Michel Platini branded a protege of 'cannibal' Sepp Blatter by Fifa presidency rival Chung Mong-joon
Michel Platini has been branded a protege of "cannibal" Sepp Blatter by Chung Mong-joon, a former vice-president of FIFA who has confirmed he will challenge Platini for the top job in football.
While South Korean billionaire Chung insists that the Frenchman is good for football, he says he is a product of Blatter's corrupt regime and should not be president of FIFA.
The 61-year-old said: “Platini is good for football, but whether he can be a good Fifa president? I don’t think so. He is a product of the current Fifa system.

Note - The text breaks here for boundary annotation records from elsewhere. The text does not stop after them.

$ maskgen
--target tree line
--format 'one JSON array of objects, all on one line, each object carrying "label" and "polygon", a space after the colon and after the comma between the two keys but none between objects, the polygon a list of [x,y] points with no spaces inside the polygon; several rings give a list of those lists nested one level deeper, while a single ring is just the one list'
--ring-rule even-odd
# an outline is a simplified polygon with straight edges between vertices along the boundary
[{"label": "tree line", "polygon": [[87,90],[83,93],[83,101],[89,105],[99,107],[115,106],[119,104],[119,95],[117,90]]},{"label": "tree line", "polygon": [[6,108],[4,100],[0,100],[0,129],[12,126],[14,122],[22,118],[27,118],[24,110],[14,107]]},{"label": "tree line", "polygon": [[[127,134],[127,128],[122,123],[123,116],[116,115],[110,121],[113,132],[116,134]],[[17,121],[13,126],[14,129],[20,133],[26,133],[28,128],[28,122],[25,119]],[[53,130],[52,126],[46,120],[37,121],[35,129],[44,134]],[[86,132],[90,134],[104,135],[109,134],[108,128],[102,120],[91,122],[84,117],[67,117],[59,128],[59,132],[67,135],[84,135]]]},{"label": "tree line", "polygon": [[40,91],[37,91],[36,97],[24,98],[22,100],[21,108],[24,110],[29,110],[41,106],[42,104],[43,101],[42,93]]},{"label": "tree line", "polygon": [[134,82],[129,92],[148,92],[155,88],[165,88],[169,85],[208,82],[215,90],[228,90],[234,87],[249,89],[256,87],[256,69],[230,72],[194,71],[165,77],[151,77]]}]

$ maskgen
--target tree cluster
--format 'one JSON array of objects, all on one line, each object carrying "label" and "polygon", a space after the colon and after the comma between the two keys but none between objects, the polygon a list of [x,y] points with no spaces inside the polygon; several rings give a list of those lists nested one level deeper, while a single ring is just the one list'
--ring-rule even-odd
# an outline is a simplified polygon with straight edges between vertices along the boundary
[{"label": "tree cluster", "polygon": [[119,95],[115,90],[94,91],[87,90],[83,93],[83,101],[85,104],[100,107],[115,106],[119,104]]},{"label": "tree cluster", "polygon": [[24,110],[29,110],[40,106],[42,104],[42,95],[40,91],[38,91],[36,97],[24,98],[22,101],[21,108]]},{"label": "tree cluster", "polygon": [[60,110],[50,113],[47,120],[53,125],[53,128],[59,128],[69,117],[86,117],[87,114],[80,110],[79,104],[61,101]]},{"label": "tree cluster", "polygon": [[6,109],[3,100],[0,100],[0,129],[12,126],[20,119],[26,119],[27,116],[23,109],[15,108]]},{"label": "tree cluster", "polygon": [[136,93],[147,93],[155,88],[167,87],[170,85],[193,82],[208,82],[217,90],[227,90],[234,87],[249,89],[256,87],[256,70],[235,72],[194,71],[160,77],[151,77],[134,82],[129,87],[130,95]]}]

“There are several questions we can have whether Platini can symbolise a new era for Fifa or whether he is simply a protégé of Blatter.”
Chung has been a long-time opponent of Blatter's and in 2002 he he tried to stop him getting re-elected by accusing the Swiss of misusing FIFA funds.
Chung, who vowed to serve a single, four-year term if elected, added: “President Blatter is like a cannibal eating his parents and then crying he’s an orphan. He tries to blame everybody except himself.
“I’ll try to have more transparency and development. I’ll try to eliminate corruption.”
Meanwhile, Platini has been given the firm backing of the English Football Association after formally declaring he is to run for the FIFA presidency despite his public backing for Qatar to host the 2022 World Cup.
The 60-year-old UEFA president said he wants to he wants to restore the world governing body's dignity after the corruption crisis which engulfed the organisation and led to Sepp Blatter announcing he will quit as FIFA president.
FA chairman Greg Dyke has thrown his weight behind the Frenchman but warned it will be a challenging task to change FIFA.
Dyke said: "We support Michel Platini's candidacy. We have a good relationship with him and hope he can gain the necessary global backing to lead a new FIFA during the most difficult period in its history.
"Platini has always made it very clear that he voted for Qatar. If all the other people who voted for Qatar had been quite as transparent it would have been more helpful."
Dyke added: "We understand there will be a number of candidates, which should result in a strong and healthy debate.
"However, we should not underestimate how challenging it will be for anyone to lead an organisation that has been so tainted. The whole structure of FIFA must be reviewed and fundamentally changed.
"With FA vice-chairman David Gill newly-appointed to the FIFA executive committee and the level of worldwide scrutiny on the reform process, the opportunity is there to bring about positive change. While we have yet to see Platini's manifesto, we believe he will fully support an ongoing reform process."
Platini has also been supportive of the FA in terms of backing an increase in the number of home-grown players in squads, and last year UEFA awarded the semi-finals and final of Euro 2020 to Wembley. Blatter is to step down on February 26 due to the corruption crisis which has engulfed the organisation. Platini has written to all 209 member associations of FIFA to inform of them of his intentions.
He said in the letter: "There are times in life when you have to take your destiny into your own hands. I am at one of those decisive moments, at a juncture in my life and in events that are shaping the future of FIFA."
The Frenchman said he wants "to give FIFA back the dignity and the position it deserves".
Platini added: "This was a very personal, carefully considered decision, one in which I weighed up the future of football alongside my own future. I was also guided by the esteem, support and encouragement that many of you have shown me.
"During this last half-century or so, FIFA has only had two presidents. This extreme stability is something of a paradox in a world that has experienced radical upheavals and in a sport that has undergone considerable economic change.
"However, recent events force the supreme governing body of world football to turn over a new leaf and rethink its governance."
Blatter, 79, was re-elected in May but within four days had announced he would quit after FIFA's involvement in payments to officials was uncovered.
Platini has been promised the support of the four of the six FIFA confederations, including the powerful Asian bloc, which makes him the clear favourite to succeed Blatter.
If Platini succeeds in becoming FIFA president, one implication is a likely slow-down in the further introduction of new technology such as video replays into the game.
Platini has been an opponent of goal-line technology, which has been adopted by both the Premier League and by FIFA for their competitions, and instead has favoured an extra official behind each goal-line.
After his announcement, Platini found himself under immediate attack by Jordan's Prince Ali Bin al Hussein, who lost heavily to Blatter in May's election despite support from UEFA and Platini.
Prince Ali, who appears to be preparing to run again, said: "Platini is not good for FIFA. Football's fans and players deserve better.
"FIFA is engulfed in scandal. We must stop doing business as usual. The practice of back-room, under-the-table deals must end.
"I believe that the voices of the individual football federations must be heard. In the coming week, I will be consulting with them about what is in the best interests of football.
"What is clear is that FIFA needs new, independent leadership, untainted by the practices of the past."
Meanwhile, the head of the German football federation Wolfgang Niersbach, who is the favourite to succeed Platini at UEFA, has also given his backing.
He said: "Michel Platini and I have a different view in the awarding of the 2022 World Cup to Qatar, but that does not spoil our good relationship. I can assure you that he has our full support."